Yes, but from the 'javac' man-page:
-encoding encoding
Sets the source file encoding name,
such as
EUCJIS/SJIS/ISO8859-1/UTF8. If -encoding is not
specified, the
platform default converter is used.
The corresponding part of the GHC documentation says
GHC assumes that source files are ASCII or UTF-8 only,
other encodings are not recognised. However,
invalid UTF-8 sequences will be ignored in comments,
so it is possible to use other encodings such as Latin-1,
as long as the non-comment source code is ASCII only.
There's no obvious reason why GHC couldn't support any source
encoding that the host's iconv() supports.
> Blaming Haskell for this
> "problem" is quite unfair.
It is perfectly fair.
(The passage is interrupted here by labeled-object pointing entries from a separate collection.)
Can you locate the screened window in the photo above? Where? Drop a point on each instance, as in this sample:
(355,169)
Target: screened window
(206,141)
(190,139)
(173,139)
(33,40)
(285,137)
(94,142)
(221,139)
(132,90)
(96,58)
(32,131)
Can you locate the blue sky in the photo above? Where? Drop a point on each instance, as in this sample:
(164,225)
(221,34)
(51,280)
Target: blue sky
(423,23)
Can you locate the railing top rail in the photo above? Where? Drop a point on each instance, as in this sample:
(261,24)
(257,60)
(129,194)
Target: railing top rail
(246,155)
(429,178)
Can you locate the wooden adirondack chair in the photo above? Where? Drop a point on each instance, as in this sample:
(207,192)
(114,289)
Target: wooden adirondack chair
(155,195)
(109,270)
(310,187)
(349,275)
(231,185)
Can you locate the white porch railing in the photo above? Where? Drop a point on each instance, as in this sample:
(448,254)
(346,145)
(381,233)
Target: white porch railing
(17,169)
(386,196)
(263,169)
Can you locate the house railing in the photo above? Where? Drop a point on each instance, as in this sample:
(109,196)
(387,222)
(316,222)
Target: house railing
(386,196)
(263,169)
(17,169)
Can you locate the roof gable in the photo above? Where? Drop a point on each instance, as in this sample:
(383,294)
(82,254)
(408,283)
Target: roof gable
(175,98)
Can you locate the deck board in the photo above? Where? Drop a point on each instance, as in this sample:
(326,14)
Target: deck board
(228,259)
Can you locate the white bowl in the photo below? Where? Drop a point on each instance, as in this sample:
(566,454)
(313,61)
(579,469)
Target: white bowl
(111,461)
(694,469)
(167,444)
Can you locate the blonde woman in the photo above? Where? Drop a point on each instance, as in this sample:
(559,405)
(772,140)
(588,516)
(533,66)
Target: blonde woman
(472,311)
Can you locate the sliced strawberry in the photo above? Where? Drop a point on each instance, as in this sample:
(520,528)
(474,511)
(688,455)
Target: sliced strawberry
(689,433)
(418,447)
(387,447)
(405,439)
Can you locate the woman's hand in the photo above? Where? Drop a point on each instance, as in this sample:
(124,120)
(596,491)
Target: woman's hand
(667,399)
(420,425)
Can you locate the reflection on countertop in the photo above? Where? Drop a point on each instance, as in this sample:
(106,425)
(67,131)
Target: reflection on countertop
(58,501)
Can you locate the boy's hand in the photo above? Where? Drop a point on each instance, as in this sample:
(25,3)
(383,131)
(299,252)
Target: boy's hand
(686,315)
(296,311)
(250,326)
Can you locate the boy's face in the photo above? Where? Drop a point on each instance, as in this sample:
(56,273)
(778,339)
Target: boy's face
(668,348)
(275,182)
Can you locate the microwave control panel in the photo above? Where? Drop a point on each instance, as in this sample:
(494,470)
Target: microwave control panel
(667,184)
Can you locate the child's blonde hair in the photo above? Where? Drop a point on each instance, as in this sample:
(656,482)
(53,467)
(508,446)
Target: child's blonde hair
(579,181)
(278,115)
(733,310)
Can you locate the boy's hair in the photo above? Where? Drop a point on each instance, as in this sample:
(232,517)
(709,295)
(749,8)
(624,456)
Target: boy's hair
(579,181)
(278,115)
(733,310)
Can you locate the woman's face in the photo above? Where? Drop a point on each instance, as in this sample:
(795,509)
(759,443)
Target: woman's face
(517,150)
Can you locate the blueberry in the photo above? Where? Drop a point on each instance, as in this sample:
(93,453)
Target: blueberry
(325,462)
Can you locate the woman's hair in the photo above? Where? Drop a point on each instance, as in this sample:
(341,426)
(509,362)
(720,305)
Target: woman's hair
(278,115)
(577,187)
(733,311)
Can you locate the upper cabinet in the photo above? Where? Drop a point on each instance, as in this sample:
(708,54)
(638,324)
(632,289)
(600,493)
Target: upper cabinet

The problem is not that the original user
isn't telling GHC what the encoding is, but that GHC cannot be
told. A javac-like -encoding switch on the command line would
meet the original need.
>
>
> (If all of this UTF-8 stuff seems annoying to you, consider that in
> ISO-8859-1 it's not possible to express the simplest Japanese word.
And why, exactly, should someone who has no Japanese words to express
even care? You have explained why UTF-8 is a good *default*; that
does not make choosing it as the *only* option a good idea.